Month: September 2017


Samfundet is currently closed down in preparation for UKA. In between the sound checks, rehearsals and other activities that occur in this hectic period, we managed to sneak in some contacts as LM100UKA in the CQ WW RTTY contest. We decided to run as Multi-Two to get the most out of the few timeslots when we could operate.

Henrik LB5DH working 20 m on Saturday.

One of the challenges we face when operating in contests from Samfundet is Electro Magnetic Interference (EMI) to the other groups at Samfundet. Particularly when operating legal limit on the low bands, audio and lighting equipment tend to get unwanted interference. Normally we try to locate the weak spots and seal them with ferrites and filters, but during UKA there is a lot of new equipment so it is hard to get to all the problems in time. The solution is often to cooperate with the groups that are responsible for audio and visuals and coordinate so that we do not transmit high power levels on the low bands while they are working.

Conditions on 20 m was also good on Sunday.

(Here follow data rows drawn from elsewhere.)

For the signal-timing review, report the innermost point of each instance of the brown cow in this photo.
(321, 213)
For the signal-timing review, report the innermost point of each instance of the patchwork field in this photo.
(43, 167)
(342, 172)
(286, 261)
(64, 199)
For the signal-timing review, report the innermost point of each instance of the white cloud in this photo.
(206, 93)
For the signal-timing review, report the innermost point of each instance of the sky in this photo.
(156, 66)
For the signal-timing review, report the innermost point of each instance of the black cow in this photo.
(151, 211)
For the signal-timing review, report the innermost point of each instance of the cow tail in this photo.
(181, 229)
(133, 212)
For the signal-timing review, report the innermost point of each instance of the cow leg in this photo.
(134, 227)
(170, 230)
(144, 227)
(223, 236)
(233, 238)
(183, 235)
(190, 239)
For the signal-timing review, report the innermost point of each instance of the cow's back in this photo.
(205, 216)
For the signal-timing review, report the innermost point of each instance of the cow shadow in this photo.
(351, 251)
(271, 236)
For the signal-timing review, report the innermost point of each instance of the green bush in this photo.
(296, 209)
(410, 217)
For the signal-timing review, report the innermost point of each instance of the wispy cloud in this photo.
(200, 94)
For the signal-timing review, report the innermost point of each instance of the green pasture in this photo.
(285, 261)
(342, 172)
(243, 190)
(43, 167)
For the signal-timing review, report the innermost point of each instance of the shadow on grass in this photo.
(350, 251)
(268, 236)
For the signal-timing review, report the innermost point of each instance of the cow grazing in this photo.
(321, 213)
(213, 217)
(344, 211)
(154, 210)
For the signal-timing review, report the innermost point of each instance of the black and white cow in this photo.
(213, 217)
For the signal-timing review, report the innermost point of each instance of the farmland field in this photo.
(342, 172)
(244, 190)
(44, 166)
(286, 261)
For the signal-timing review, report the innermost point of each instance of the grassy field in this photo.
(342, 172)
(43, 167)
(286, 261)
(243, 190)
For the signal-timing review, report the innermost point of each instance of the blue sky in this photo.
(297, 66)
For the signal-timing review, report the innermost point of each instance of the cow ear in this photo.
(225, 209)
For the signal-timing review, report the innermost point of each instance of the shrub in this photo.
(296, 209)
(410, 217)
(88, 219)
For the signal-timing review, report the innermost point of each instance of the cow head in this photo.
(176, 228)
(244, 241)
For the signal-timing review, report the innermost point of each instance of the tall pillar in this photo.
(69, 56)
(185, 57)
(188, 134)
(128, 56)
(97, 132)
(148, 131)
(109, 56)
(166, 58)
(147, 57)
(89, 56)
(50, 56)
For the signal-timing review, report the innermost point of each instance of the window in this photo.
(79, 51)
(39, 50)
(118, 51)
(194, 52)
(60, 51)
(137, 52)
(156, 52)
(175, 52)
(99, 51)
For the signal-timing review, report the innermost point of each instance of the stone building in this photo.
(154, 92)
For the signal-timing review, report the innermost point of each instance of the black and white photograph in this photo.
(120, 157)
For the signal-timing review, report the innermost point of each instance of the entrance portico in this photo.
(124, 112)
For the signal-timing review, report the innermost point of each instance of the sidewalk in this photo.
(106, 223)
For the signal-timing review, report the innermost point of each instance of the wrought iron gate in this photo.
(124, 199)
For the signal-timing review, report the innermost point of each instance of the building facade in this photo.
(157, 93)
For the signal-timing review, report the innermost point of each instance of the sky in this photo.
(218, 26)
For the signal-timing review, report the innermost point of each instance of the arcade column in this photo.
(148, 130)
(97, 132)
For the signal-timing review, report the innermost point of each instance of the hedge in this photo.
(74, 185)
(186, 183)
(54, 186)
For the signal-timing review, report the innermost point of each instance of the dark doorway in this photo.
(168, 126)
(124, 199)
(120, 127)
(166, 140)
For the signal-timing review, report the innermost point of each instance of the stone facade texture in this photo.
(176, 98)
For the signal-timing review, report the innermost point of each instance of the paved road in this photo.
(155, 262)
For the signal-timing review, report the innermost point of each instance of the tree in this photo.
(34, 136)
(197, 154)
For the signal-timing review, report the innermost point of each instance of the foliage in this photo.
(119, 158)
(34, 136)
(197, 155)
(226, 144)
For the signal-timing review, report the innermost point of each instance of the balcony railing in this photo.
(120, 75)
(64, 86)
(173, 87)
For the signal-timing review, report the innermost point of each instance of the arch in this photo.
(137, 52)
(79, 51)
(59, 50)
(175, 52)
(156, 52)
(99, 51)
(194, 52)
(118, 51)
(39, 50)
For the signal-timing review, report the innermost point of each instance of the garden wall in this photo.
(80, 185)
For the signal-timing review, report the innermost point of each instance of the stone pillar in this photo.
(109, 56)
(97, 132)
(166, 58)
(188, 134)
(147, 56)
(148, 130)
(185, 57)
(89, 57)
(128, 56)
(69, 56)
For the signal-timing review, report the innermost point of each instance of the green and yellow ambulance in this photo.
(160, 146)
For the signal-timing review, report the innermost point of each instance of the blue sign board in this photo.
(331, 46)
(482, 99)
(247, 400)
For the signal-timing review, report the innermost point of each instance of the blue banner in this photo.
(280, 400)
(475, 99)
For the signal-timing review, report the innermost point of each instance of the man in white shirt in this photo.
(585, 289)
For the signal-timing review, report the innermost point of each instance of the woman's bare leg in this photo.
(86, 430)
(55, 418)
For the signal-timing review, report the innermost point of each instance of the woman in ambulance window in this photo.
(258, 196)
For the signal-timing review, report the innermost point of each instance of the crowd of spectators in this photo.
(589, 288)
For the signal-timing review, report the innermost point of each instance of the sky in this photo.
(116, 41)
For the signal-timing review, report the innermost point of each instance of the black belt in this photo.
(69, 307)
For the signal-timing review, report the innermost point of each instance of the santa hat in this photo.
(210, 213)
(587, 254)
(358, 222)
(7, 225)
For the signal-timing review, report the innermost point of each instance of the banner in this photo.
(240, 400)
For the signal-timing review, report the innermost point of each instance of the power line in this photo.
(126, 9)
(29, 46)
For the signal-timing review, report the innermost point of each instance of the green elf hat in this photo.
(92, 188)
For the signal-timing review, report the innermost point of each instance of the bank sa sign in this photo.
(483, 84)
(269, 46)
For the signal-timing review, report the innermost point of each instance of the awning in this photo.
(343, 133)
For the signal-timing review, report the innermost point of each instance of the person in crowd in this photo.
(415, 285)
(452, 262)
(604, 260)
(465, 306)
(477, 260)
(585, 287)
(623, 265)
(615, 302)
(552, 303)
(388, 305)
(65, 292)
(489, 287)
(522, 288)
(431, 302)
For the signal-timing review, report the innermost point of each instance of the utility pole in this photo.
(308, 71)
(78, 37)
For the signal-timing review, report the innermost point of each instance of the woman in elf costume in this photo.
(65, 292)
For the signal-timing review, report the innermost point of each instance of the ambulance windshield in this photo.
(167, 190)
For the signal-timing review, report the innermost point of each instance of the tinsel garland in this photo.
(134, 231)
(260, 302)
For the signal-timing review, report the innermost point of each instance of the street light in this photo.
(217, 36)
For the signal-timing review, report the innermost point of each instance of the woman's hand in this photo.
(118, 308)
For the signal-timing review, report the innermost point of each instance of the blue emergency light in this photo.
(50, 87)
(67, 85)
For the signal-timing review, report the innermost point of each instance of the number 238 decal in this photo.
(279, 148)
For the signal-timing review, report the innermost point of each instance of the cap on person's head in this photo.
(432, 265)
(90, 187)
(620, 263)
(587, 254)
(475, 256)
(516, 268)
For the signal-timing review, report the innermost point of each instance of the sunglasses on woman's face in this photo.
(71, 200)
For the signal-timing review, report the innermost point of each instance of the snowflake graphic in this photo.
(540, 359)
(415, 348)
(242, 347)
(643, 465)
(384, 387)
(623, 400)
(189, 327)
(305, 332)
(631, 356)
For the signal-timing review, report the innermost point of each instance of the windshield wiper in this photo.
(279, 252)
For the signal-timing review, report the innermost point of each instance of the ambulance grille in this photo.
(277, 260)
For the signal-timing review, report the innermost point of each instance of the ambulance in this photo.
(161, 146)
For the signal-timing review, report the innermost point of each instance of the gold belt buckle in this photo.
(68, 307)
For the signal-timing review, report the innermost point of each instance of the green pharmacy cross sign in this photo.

The contest was also our first good test of the Flex 6500 for RTTY. Thanks to the panadapter, finding an open frequency to work was a breeze. It also allowed us to quickly diagnose that we had set the wrong tone spacing (oops). We had a bit of trouble setting up SmartSDR to talk to MMTTY through N1MM+, but in the end we got it working through the help from some good resources online. What was not so great was setting RIT/XIT using mouse and keyboard. Hopefully our Maestro will arrive soon to address this problem.

QSOs per hour. Orange: 15 m, Red: 20 m and Blue: 40 m.

The QSO-rate was largely influenced by when we had a chance to operate in between different sound checks. As the graph shows, this was mostly during the afternoon on Sunday. Conditions were ok, but only one band was significantly open at a given time, typically either 20 m or 40 m.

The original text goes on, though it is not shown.